Dieses Kriterium ist nicht neu, hatte es doch schon 2011 – kurz nach Fukushima – dazu geführt, dass man dieselben vier Anbieter mit vier ähnlichen Produkten empfohlen hatte. Seinerzeit hatte es allerdings eines zweiten Anlaufs bedurft, um die Produkte von Sudstroum und Electris anzuerkennen. Und vor fünf Jahren hatten die NGOs – und noch mehr die woxx – die Nase darüber gerümpft, dass Enovos und Electris neben dem grünen auch „schmutzigen“ Strom verkauften. Außerdem befand sich ein Drittel des Kapitals von Enovos – Nachfolgefirma des ehemaligen Monopolisten Cegedel – in den Händen von fossilen Energiekonzernen. Mittlerweile hat sich sowohl beim Strommix als auch bei der Firmenstruktur einiges verändert. Den NGO-Kriterien gerecht wurden die Produkte „EKOenergy (Eida)“, „nova naturstroum“ (Enovos), „SwitchBLUE“ (Electris) und „Terra Invest“ (Sudstroum).

Weitgehend unkritisch stehen Mouvement und Greenpeace der Praxis der Zertifizierung gegenüber. „Grüner Strom“ nach deren Definition heißt nämlich keineswegs, dass der Zulieferer einen Liefervertrag mit einem Erzeuger von nichtfossilem Strom abschließt. Vielmehr wird der Strom im allgemeinen auf dem „grauen“ Markt gekauft und „vergrünt“, indem man ein Erzeugungszertifikat dazukauft. Auf Nachfrage der woxx erklärte Martina Holbach von Greenpeace, dies sei nebensächlich: „Elektronen haben keine Farbe, entscheidend ist, ob die Konsumenten den Bau von Neuanlagen unterstützen.“ Eine Antwort, die ausblendet, dass mit den „grauen“ Lieferverträgen weiterhin fossile Stromerzeuger Profit machen können.

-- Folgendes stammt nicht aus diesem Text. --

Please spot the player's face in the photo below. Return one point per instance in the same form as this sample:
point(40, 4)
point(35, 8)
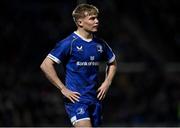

Immerhin führt das NGO-Pressedossier als besonders positiv an, dass „nova naturstroum“ zu 62,5 Prozent aus nationalen und regionalen Erzeugungsanlagen stammt. Gegenüber der woxx versicherte Enovos, der Großteil der als lokal verbuchten Produktion sei nicht nur zertifiziert sondern beruhe auch auf Lieferverträgen. Doch diese Lokalisierung hat ihren Preis: 2011 wurde „Nova Naturstroum“ noch zeitgleich eingespeist – ein aufwendiges Verfahren, bei dem sichergestellt ist, dass der grüne Strom tatsächlich in dem Moment erzeugt wird, in dem der Bedarf entsteht. In gewisser Weise spielt diese Art Produkt eine Pionierrolle für die Zeit, wenn 100 Prozent des Stroms aus erneuerbaren Quellen kommen werden. Das Verfahren – über dessen Nutzen die Meinungen auseinander gehen – war bisher den NGOs noch eine Empfehlung in einer Fußnote wert. Mittlerweile scheint es kein Thema mehr zu sein.

Eidas neue Kleider

Stark verändert hat sich die Positionierung der grünen Pionierfirma Eida. Statt auf grün setzt der Webauftritt der Firma auf Geiz: „Wählen Sie den günstigsten Strom- und Gasanbieter!“, so das Hauptargument auf der Eingangsseite. Gegenüber der woxx erläutert Sébastien Otten von Eida, mittlerweile verfüge jeder Anbieter über grüne Tarife. „Aber unser Budget-Angebot ist das günstigste.“ Otten verweist auch auf den besonders günstigen Erdgastarif – CO2-Kompensation einbegriffen. Eine Ausweitung der Produktpalette – aber auch ihre Banalisierung, wie wir seinerzeit kritisch angemerkt hatten.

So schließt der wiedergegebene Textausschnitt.